From this mesh, the concentration of substrate at various nodes can be extracted. This allows for the generation of graphs of concentration versus time, and concentration versus distance, amongst others. Thus we employed the finite element method to solve our system, utilising MATLAB to numerically solve the system.
Overall, the model served to effectively support our initial hypothesis that reduced distance between enzymes would increase product yield. We believe the boundary conditions and assumptions do not limit the possibility of validating the model against experimental data. However, we did not reach the stage in building our prefoldin scaffold where such validation was possible. Thus the model served mainly to verify our design process, and could not be modified based on experimental results. Furthermore we believe there is better-suited software specialised for designing molecular meshes and solving numerical problems, such as the FeNics toolkit. Ultimately we would like to expand the model to account for varied enzyme stoichiometry in the geometry of the model. Currently stoichiometry can be included by changing the rate of production or consumption at the sink or source. For example if one wanted to include a second consuming enzyme, it could be implemented by doubling the rate of consumption at a single sink, however this is an approximate method. Additionally in future we would like to incorporate the effects of electrostatic interactions that can occur between enzymes and substrates. Such interactions can create 'channeling' effect and have been postulated as the cause of some of the extremely large improvements in yield recovered from enzyme scaffolding systems 2. Due to inexperience in computational mathematics, we were not able to incorporate some of these more complex features in our model.

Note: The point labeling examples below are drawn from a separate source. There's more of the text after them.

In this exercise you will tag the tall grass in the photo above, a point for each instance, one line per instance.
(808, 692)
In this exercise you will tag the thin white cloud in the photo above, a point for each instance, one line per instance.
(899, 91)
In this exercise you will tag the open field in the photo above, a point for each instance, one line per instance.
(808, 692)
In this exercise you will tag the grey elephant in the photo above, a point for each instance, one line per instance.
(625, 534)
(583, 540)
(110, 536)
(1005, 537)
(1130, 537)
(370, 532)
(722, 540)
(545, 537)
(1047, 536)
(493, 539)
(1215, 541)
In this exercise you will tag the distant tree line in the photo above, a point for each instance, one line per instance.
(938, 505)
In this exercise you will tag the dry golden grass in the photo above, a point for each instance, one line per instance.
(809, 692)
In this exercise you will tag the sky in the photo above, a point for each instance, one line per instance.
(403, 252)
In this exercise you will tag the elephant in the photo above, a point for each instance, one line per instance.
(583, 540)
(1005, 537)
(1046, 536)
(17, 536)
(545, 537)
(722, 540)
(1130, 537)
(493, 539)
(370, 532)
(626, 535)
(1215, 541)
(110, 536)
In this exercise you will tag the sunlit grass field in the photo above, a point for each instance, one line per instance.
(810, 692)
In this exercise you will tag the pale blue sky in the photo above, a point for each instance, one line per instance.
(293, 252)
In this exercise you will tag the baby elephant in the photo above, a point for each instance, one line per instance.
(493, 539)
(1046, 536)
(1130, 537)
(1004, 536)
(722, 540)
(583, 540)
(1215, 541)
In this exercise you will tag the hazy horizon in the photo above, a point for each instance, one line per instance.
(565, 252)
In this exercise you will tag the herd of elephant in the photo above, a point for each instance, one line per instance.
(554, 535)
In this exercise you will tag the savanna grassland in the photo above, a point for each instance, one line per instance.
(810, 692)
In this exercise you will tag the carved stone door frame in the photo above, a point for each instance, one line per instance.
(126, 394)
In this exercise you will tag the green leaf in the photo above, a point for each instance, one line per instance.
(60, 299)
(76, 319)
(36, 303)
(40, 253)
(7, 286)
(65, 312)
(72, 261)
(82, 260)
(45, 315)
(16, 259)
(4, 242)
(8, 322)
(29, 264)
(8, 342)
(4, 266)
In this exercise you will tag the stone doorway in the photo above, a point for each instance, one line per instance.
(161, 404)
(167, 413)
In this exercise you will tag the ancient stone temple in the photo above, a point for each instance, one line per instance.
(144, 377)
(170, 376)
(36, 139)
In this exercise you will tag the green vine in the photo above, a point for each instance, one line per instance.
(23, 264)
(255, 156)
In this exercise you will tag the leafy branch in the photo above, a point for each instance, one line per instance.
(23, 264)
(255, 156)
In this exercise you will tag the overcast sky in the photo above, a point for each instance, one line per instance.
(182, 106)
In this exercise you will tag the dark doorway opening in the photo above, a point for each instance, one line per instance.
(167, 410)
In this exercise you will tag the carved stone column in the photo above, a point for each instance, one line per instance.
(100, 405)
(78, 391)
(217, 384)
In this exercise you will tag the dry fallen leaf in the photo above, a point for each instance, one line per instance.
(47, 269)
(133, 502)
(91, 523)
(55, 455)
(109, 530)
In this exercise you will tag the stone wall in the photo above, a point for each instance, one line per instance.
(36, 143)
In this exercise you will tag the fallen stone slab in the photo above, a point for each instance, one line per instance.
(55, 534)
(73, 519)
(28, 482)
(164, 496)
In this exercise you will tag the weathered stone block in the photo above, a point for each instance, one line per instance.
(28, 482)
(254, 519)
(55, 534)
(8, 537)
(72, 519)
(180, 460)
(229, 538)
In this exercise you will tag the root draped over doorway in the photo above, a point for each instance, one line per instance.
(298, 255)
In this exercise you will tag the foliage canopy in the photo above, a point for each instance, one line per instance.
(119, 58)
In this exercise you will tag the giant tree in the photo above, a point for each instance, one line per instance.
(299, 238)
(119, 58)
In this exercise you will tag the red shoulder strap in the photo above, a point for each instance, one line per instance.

- Busse, C., Kache, A., and Wagner, S. Boundary Conditions: What They Are, How To Explore Them, Why We Need Them, and When To Consider Them. Organisational Research Methods. 20 574-609 (2017).
- Castellana M. et al. Enzyme clustering accelerates processing of intermediates through metabolic channeling. Nat Biotechnol. 32 1011-1018 (2015).
- Gaudillière, A. Collision probability for random trajectories in two dimensions. Stochastic Processes and their Applications. 119 775-810 (2008).
- Janavicius A.J., and Poskus A. Nonlinear Diffusion Equation with Diffusion Coefficient Directly Proportional to Concentration of Impurities. Acta Physica Polonica. 107 519-524 (2004).
- Murray, J.D. Mathematical Biology: I. An Introduction Springer. 3 (2002).
- Uddin N. Enzyme Concentration, Substrate Concentration and Temperature based Formulas for obtaining intermediate values of the rate of enzymatic reaction using Lagrangian polynomial. International Journal of Basic and Applied Sciences. 1 299-302 (2012).
- Whitaker, W.R and Dueber, J.E. Metabolic pathway flux enhancement by synthetic protein scaffolding. Methods Enzymol. 497 447-468 (2011).
- Eun, C., Kekenes-Huskey, P., Metzger, V., and McCammon, J. A model study of sequential enzyme reactions and electrostatic channeling. J Chem Phys. 140 (2014).
- Rice, S.A. Comprehensive Chemical Kinetics. Diffusion-Limited Reactions Elsevier, Amsterdam 25 39-45 (1985).